次に、Maison Francis Kurkdjian(メゾン・フランシス・クルジャン)の「Oud Satin Mood(ウード・サテン・ムード)」。キャンディのように圧倒的な甘さと天然ウードの存在感が際立つOud Satin Moodに比べ、本作は白花と木の骨格が強く、甘さが抑制されたドライな陰影を楽しめます。
そしてBy Kilian(バイ・キリアン)の「Rose Oud(ローズ・ウード)」。ダマスクローズの深淵な魅力で「官能的な闇」を表現するRose Oudに対し、本作はチュベローズやジャスミンを用い「光の中の神秘」を美しく表現しています。奇をてらわず正統派の色気を纏いたい方にぴったりの立ち位置です。
購入ガイド・価格・おすすめ度
「Precious Oud(プレシャス ウード)」は、濃度に迷う必要のないEau de Parfum(オー ド パルファム)のみの展開です。この1本で完成された美しさを持っており、個性的でありながらも決して奇をてらわない、正統派で品位のある大人の色気を纏いたい人に強くおすすめできます。
長年愛用しているユーザーの中には、数年間熟成(マセレーション)させることで木質感とインセンスが強まると感じる方もいるなど、時間をかけて長く付き合える深みを持っています。
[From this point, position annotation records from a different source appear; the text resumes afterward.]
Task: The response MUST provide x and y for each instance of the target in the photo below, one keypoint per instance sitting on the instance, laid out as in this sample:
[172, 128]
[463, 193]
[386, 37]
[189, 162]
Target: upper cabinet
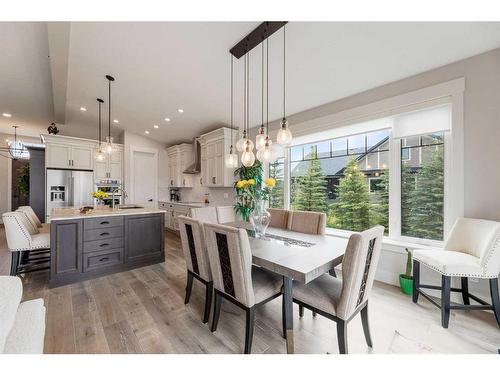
[179, 158]
[69, 153]
[213, 147]
[111, 167]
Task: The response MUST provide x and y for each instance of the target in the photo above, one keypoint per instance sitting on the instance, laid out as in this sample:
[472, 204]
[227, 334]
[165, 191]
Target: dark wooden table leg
[288, 302]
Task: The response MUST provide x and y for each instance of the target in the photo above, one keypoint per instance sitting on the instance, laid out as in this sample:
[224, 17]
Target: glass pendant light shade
[284, 137]
[247, 158]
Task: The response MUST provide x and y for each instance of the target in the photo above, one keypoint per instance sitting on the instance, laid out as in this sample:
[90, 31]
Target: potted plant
[406, 279]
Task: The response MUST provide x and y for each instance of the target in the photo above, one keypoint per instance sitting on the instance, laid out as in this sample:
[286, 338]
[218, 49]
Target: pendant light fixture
[109, 147]
[231, 159]
[265, 153]
[247, 157]
[260, 139]
[284, 136]
[99, 154]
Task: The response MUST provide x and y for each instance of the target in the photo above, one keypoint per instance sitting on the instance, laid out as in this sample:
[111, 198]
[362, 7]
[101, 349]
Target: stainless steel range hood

極めてシンプルでスレンダーなクリスタルガラスのボトルには、重厚なメタル製キャップとモノグラム入りチャームがあしらわれており、ドレッサーの上で静かで気品ある存在感を放ちます。
実際の使用感・シーン・評判
この香りが真価を発揮するのは、秋から冬にかけての季節です。ウードとアンバーの温かみ、ミルキーな香質が冷たい空気の中で美しく響きます。春先の肌寒い夜にも合いますが、夏場や湿度の高い時期はチュベローズの甘さが重く感じられるため、避けるか極少量にとどめるのが無難です。
おすすめのシーンは、ディナーデートや美術館、観劇などのドレスアップする夜。最初の数時間は中程度の拡散性があり、その後は肌に近い温かみのあるスキンセントとして8〜12時間以上と非常に長く香ります。
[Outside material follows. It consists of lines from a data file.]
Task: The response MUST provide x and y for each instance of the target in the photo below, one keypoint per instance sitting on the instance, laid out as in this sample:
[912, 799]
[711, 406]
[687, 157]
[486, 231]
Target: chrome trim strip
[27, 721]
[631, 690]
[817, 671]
本場中東の王族たちさえも魅了する洗練された香りですが、日本のユーザーからは「遠くから嗅ぐと金木犀のようだ」「上質なレモンティーの香り」と親しまれており、意外なほど日常に寄り添う一面も持っています。同ブランドのバニラ系香水と重ね付けして、リッチなグルマンノートを生み出す愛好家のテクニックも広く支持されています。